On that basis, we welcome a number of the measures announced today, including the road map for corporate taxation and the specific pledges to cap corporation tax at 25% and to maintaining the full expenses system of capital allowances for the rest of this Parliament. We also welcome recent commitments made to consult on a new Industrial Strategy. This should encourage investment and help treasurers address funding new rounds of capital expenditure.
The Chancellor also confirmed changes to the fiscal rules and the treatment of debt on capital investment. While considerations will need to be made around value for money for taxpayers, measures to improve public services and infrastructure that improve productivity and ultimately support business are certainly welcome.
However, a number of proposed changes will have a significant negative impact on business in the UK, notably the increases in NICs for businesses and CGT allowances. While any increase in business taxes is unpopular, it is the unintended consequences of such decisions that are most concerning. Such changes will likely cause disruption among the business community – and be particularly challenging for smaller companies who, given their pivotal role in many supply chains, are key to the long-term success of the economy.
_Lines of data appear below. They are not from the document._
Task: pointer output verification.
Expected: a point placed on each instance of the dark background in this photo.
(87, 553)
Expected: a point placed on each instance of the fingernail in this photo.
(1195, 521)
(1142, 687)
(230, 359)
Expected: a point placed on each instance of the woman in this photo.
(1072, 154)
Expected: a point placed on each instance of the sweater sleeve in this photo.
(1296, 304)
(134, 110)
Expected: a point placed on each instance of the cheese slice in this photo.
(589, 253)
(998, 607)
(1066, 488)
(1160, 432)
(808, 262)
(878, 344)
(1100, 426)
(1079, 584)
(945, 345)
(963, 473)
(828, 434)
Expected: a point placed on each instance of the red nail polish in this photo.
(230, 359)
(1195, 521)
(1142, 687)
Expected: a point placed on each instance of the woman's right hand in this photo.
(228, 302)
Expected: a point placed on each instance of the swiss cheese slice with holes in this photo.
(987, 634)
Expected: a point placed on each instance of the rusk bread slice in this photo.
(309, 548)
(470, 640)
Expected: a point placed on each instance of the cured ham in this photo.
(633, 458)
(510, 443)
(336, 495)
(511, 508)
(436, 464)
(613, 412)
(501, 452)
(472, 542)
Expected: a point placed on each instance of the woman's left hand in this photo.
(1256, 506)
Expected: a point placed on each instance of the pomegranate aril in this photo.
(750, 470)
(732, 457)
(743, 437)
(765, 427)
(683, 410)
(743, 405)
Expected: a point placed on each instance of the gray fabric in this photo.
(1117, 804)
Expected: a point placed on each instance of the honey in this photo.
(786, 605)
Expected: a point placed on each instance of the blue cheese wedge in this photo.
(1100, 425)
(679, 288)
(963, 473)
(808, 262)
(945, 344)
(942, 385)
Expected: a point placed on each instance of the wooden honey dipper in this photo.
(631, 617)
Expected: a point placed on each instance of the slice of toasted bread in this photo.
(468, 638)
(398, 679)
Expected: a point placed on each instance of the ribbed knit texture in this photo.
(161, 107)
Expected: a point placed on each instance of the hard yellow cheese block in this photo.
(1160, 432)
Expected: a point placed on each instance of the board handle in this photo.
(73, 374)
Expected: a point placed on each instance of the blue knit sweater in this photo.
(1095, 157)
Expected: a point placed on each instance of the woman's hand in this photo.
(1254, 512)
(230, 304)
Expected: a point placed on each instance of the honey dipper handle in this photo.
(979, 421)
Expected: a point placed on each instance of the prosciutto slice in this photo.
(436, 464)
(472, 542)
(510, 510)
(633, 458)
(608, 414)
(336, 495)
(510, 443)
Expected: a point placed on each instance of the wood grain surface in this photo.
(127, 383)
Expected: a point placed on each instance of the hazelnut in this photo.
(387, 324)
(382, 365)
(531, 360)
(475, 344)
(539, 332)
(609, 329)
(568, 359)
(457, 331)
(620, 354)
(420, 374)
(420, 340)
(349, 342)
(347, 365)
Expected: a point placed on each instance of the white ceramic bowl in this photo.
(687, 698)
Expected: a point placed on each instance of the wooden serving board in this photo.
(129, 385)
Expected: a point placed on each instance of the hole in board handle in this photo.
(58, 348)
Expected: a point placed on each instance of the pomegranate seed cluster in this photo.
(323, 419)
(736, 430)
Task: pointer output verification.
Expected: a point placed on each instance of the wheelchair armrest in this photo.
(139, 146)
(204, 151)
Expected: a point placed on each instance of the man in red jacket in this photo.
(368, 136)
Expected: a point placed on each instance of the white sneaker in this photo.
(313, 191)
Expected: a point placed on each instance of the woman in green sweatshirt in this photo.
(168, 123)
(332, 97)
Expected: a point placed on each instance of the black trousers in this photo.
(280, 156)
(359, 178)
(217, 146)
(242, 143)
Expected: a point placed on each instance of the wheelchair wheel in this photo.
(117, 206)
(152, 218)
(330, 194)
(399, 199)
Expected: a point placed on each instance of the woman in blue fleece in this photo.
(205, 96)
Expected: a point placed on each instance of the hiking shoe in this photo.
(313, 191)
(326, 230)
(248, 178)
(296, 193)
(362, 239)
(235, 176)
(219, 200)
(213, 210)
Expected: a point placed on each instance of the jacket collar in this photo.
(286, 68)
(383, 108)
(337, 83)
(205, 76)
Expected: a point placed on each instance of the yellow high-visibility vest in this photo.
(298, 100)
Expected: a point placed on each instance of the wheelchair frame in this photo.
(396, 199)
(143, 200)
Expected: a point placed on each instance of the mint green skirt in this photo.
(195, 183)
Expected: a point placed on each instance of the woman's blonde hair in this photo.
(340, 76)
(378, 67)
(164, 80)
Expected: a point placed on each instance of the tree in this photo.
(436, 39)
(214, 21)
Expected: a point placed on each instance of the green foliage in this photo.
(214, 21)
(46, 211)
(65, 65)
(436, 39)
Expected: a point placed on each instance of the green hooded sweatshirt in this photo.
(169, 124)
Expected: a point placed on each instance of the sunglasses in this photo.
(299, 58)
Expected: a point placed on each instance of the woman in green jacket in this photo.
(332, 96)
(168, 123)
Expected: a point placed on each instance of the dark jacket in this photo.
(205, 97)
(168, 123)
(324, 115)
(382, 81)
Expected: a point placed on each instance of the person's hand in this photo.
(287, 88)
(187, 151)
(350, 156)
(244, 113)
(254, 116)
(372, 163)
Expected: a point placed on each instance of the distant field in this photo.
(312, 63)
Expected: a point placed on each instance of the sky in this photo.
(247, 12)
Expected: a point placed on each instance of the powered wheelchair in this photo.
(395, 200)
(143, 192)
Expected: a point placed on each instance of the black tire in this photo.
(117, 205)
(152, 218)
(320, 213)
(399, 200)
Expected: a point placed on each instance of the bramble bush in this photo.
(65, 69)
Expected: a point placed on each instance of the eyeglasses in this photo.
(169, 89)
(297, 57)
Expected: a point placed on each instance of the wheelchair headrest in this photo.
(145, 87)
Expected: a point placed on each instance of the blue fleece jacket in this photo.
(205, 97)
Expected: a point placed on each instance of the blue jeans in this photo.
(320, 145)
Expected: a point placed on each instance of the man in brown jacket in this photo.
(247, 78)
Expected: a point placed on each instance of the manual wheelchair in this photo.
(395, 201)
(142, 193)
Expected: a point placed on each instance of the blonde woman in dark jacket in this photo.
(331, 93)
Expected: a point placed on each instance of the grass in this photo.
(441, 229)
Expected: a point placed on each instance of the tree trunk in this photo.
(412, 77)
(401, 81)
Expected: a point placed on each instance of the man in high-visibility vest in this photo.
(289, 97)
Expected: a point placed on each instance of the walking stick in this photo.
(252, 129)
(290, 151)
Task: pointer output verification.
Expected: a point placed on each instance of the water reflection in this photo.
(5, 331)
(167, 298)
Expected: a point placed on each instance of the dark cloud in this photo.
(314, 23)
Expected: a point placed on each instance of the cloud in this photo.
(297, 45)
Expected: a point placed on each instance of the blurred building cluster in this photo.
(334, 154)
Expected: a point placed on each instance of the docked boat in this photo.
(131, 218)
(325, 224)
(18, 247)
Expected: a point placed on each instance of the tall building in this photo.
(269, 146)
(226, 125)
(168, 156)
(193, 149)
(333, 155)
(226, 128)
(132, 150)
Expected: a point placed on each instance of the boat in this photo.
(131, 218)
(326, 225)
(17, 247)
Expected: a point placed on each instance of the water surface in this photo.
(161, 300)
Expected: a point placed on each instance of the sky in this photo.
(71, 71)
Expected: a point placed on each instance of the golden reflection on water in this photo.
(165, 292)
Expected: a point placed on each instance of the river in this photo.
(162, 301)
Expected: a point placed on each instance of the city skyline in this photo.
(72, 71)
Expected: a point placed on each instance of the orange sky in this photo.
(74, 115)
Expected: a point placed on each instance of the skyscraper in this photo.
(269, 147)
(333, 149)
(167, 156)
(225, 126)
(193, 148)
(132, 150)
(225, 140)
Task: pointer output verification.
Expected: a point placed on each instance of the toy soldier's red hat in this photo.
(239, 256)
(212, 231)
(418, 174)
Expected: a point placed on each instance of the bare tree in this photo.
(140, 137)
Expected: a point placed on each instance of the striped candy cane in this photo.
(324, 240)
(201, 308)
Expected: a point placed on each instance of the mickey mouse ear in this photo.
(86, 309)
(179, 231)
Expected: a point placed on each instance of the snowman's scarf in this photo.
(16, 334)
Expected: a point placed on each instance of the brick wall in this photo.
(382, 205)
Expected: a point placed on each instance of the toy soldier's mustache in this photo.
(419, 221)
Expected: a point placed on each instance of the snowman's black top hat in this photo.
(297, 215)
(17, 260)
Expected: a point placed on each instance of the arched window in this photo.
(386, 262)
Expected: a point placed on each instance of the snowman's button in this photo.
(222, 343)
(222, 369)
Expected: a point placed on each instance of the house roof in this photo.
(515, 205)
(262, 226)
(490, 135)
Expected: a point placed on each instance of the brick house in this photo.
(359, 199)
These smaller businesses are already managing tighter working capital alongside higher funding costs, and we hope that the unintended consequences of today’s announcement are not the final straw.
While the Chancellor did outline measures to help reduce costs for smaller businesses, overall, we believe there was a missed opportunity to do more on funding capabilities. Access to funding is an important issue for helping smaller businesses grow, but we do need opportunities to encourage lending, too. Areas such as sustainable finance and digitisation are huge growth areas and we’d hoped the Chancellor would have looked at these areas.